Brooklyn Crips gang member killed his leader to avenge pal’s death: feds


A Brooklyn Crips member was charged Tuesday with a nearly decade-old murder, accused of whacking his gang’s leader to avenge the death of a close friend.

Jason “Twin” Soto, 36, lured Cypress Gangsta Crips leader Shakim Rivera out of a Brooklyn apartment in 2015 and shot him to death at a time when the gang was feuding with a rival Bloods faction and waging an internal battle, according to federal prosecutors.

Soto blamed Rivera for the death of another member of the gang, Demetrius “Duke” Graham, who he thought of as a younger brother, prosecutors said.

Graham was killed on Feb. 19, 2015, by two gunmen his fellow Crips believe were dispatched by Rivera, and that led his underlings to turn on him, considering him a “traitor,” according to court filings.

“This comrade of ours was no longer a friend of ours, and that envy made him a monster,” Soto wrote of Rivera in what the feds describe as an “autobiographical manuscript,” according to court filings.

He allegedly wrote of Graham, “I failed him as a brother, but would never fail him again.”

The day of Graham’s murder, Soto joined a phone call made by his twin brother, who was locked up on Rikers Island, and told him that he planned to kill Rivera. “I’m touching him,” Soto said during the call, while his twin tried to get him to “stop talking” on the recorded line, according to court filings.

Soto got on a bus from Pennsylvania and headed for Brooklyn, the feds allege. On Feb. 22, he lured Rivera out of an East New York apartment to a spot on Bayview Place in Canarsie, and shot him in the back of the head, the feds allege.

Federal prosecutors have known for years that Soto was their prime suspect in Rivera’s killing, calling him a “cold-blooded assassin who has vowed to kill again” shortly before he was sentenced on federal gun charges in 2018.

At the time, prosecutors were angling to convince a judge to lock Soto up for 40 years. They hadn’t charged or convicted him of Rivera’s 2015 slaying, but after an evidentiary hearing in January 2018, Brooklyn Federal Court Judge Leo Glasser found that prosecutors and presented “clear and convincing” proof that Soto committed the killing.

“I haven’t the slightest doubt that there is more than a preponderance of evidence,” Glasser said. “I would, without any hesitation, say the evidence was clear and convincing, and had this matter gone to trial before a jury, Mr. Soto might well have been convicted of the murder of Shakim Rivera.”

Prosecutors had also said at that evidentiary hearing Soto was planning to poison an elderly woman for complaining to his grandmother about a $100 debt, but abandoned that scheme when he saw two federal agents in the area and realized they were law enforcement.

Nevertheless, Glasser sentenced him to five years behind bars on the gun charge. Soto, who finished the gun sentence in December 2023, was locked up in Pennsylvania until this past May for violating his parole there.
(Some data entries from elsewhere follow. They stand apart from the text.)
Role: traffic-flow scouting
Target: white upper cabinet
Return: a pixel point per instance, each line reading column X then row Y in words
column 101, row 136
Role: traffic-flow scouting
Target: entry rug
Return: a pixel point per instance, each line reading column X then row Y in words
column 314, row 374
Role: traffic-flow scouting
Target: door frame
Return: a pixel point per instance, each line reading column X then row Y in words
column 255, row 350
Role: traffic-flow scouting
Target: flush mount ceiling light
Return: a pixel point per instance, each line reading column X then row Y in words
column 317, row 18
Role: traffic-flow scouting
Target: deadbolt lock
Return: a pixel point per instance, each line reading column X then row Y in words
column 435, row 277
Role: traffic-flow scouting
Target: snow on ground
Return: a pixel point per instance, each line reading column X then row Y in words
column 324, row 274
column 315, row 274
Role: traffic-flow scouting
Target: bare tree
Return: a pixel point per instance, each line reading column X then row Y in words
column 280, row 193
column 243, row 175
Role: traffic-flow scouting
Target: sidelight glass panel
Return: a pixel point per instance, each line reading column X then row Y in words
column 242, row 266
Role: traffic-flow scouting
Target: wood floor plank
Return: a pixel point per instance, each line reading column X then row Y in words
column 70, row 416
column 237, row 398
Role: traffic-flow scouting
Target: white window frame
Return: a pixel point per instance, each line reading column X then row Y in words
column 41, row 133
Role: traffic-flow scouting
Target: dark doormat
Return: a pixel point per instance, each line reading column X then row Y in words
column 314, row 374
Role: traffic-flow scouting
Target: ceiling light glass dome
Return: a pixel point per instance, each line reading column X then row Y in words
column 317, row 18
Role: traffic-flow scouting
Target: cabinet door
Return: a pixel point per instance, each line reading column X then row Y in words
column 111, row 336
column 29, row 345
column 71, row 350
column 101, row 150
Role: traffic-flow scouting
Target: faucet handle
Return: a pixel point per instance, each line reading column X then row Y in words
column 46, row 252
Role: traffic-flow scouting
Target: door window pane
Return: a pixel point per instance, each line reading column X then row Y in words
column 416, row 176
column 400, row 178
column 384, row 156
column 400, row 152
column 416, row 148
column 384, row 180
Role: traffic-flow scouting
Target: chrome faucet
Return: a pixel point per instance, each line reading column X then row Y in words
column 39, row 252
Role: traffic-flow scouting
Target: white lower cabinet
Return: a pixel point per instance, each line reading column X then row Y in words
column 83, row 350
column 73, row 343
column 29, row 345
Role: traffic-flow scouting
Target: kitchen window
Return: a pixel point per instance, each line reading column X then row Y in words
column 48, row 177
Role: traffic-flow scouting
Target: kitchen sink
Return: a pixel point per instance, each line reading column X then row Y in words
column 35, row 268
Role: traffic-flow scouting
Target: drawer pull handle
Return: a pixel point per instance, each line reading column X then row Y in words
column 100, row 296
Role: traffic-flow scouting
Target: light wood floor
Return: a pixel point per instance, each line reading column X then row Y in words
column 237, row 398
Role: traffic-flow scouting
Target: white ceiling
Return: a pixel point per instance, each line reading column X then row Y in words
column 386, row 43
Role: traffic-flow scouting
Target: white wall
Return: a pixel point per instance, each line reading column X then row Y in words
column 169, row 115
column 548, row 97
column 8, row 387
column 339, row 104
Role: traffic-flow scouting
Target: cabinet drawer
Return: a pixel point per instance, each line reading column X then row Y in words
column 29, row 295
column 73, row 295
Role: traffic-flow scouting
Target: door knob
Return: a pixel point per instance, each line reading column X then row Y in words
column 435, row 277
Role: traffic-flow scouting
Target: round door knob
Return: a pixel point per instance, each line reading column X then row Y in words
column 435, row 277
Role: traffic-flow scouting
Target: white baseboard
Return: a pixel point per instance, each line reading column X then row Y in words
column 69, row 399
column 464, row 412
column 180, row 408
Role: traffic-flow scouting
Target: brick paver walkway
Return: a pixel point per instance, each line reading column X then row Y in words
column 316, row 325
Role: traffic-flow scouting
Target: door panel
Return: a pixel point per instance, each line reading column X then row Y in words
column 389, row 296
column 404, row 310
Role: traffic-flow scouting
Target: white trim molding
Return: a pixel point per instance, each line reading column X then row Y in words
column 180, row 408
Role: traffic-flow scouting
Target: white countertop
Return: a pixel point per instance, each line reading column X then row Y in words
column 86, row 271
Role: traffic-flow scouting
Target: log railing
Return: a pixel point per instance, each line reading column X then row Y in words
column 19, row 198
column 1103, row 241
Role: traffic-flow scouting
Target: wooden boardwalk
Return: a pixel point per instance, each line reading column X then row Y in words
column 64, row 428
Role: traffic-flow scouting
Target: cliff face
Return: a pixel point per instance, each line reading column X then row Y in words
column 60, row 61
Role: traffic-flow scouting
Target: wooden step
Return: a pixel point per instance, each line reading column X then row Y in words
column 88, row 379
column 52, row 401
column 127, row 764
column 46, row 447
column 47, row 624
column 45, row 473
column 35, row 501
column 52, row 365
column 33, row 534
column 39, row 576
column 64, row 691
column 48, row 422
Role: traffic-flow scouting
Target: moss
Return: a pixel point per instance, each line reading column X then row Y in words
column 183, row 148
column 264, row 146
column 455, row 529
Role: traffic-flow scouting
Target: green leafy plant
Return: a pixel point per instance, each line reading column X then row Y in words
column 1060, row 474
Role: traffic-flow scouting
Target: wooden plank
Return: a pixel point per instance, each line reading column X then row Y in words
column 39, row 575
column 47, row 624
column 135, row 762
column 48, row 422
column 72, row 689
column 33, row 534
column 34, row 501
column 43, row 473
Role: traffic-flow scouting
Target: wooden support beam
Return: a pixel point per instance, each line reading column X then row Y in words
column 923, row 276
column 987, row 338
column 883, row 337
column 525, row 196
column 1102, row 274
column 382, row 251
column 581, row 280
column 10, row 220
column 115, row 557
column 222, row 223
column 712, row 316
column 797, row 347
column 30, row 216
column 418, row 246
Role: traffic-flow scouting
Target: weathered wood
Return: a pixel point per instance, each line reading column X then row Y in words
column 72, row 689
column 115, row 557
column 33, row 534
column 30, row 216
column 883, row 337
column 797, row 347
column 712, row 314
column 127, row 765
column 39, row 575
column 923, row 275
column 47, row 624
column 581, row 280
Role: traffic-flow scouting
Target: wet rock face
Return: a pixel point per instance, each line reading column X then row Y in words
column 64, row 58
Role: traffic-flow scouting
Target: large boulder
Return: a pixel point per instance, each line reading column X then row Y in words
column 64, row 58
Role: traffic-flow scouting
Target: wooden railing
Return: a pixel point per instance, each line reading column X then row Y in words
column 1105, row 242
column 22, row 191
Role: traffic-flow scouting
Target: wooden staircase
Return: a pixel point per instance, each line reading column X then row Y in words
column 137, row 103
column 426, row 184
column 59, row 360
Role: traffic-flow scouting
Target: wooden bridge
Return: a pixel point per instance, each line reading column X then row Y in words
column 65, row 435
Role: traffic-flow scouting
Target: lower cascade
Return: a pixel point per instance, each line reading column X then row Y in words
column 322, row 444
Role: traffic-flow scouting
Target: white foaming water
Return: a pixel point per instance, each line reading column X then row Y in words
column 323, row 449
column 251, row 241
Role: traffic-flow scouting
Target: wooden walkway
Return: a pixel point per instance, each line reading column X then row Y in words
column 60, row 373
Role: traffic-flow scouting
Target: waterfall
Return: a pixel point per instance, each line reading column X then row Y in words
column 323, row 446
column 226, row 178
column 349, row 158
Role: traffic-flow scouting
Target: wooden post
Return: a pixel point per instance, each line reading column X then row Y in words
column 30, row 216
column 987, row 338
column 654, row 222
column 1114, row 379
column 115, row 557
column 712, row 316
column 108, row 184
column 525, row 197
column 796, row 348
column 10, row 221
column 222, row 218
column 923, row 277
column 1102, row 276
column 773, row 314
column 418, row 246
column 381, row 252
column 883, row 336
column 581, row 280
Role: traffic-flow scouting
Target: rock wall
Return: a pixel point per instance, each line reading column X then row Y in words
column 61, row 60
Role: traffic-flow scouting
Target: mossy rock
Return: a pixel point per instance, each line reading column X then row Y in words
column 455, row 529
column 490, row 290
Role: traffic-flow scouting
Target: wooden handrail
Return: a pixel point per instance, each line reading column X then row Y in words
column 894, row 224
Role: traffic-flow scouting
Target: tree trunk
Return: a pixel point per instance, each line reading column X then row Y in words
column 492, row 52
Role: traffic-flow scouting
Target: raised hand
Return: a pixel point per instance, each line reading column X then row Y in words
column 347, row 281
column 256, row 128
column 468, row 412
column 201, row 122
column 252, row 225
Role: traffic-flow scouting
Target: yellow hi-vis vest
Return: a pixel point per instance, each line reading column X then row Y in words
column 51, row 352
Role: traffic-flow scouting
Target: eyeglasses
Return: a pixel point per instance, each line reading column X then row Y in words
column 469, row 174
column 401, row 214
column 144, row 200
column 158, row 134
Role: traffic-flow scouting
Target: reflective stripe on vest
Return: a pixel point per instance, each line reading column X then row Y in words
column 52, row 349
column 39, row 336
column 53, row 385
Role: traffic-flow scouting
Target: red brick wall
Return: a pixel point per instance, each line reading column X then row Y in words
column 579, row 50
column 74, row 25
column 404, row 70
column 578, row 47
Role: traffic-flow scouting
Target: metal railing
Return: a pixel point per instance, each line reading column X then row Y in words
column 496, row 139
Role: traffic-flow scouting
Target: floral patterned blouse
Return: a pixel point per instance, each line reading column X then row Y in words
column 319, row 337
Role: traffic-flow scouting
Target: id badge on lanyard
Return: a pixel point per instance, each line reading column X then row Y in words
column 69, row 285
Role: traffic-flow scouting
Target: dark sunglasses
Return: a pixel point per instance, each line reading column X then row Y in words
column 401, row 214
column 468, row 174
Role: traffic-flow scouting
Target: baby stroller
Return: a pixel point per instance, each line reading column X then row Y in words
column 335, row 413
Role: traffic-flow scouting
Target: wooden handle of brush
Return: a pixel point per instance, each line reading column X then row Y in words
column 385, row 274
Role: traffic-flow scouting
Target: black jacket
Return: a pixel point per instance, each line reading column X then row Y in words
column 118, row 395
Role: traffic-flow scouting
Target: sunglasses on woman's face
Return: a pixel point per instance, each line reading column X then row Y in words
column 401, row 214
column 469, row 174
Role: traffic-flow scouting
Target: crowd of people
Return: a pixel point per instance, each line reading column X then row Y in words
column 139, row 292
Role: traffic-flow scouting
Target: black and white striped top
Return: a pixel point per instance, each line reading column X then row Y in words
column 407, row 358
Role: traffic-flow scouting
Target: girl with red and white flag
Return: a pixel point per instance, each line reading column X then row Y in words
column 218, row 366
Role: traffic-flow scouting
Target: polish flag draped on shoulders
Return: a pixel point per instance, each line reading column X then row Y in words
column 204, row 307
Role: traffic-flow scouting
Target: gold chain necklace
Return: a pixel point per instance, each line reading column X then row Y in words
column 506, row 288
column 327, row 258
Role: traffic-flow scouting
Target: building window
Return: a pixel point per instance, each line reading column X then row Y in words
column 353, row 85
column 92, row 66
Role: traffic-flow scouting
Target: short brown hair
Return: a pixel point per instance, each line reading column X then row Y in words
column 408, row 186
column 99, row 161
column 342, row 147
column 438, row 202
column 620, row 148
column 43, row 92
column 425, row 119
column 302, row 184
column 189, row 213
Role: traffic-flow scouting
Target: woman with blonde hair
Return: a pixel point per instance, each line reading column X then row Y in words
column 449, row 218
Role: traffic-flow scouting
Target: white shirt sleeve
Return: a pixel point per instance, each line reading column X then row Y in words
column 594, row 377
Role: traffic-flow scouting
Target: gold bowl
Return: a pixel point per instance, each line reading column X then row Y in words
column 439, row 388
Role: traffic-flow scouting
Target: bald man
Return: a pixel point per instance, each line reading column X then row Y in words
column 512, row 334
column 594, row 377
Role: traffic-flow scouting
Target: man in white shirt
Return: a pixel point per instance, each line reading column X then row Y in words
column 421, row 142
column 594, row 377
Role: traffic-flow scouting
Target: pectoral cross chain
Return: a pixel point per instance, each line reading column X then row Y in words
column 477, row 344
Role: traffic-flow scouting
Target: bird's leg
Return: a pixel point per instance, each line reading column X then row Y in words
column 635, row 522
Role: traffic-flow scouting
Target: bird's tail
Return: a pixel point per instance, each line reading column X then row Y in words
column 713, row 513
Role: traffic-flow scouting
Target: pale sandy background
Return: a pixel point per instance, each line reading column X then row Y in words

He was arrested on a new indictment charging him with Rivera’s murder Tuesday, after visiting a federal probation office.

“This indictment makes clear that my office and our law enforcement partners are relentless in our pursuit of violent gang members who have committed murders and harmed communities like the Cypress Hills Houses for far too long,” U.S. Attorney Breon Peace said Tuesday.

The feds describe Soto as a key player in the Cypress Gangsta Crips, with a violent past that includes a 2005 shooting, and a 2007 armed robbery at a Pennsylvania jewelry store.

A federal investigation into violence in the Cypress Hills Houses in the mid 2010s revealed that his gang, a subset of the Eight Trey Crips, held sway in the “Backside” and “Teamside” parts of the complex in Linden Ave. and the west end of Sutter Ave., while their Bloods rivals controlled the “Frontside” on the east end of Sutter.

Rivera, for his part, was suspected in the murder of a Bloods member, Rayvon Henriques, in July 2014 as part of the feud.

In his manuscript, the feds allege, Soto described his philosophy about gang life, explaining how being a Crip meant never backing down from a fight or talking to law enforcement — and how a shootout is “one of many ceremonies a youth must go through in the pursuit of manhood.”

Rivera pleaded not guilty in Brooklyn Federal Court Tuesday and was ordered held without bail. His lawyer declined comment.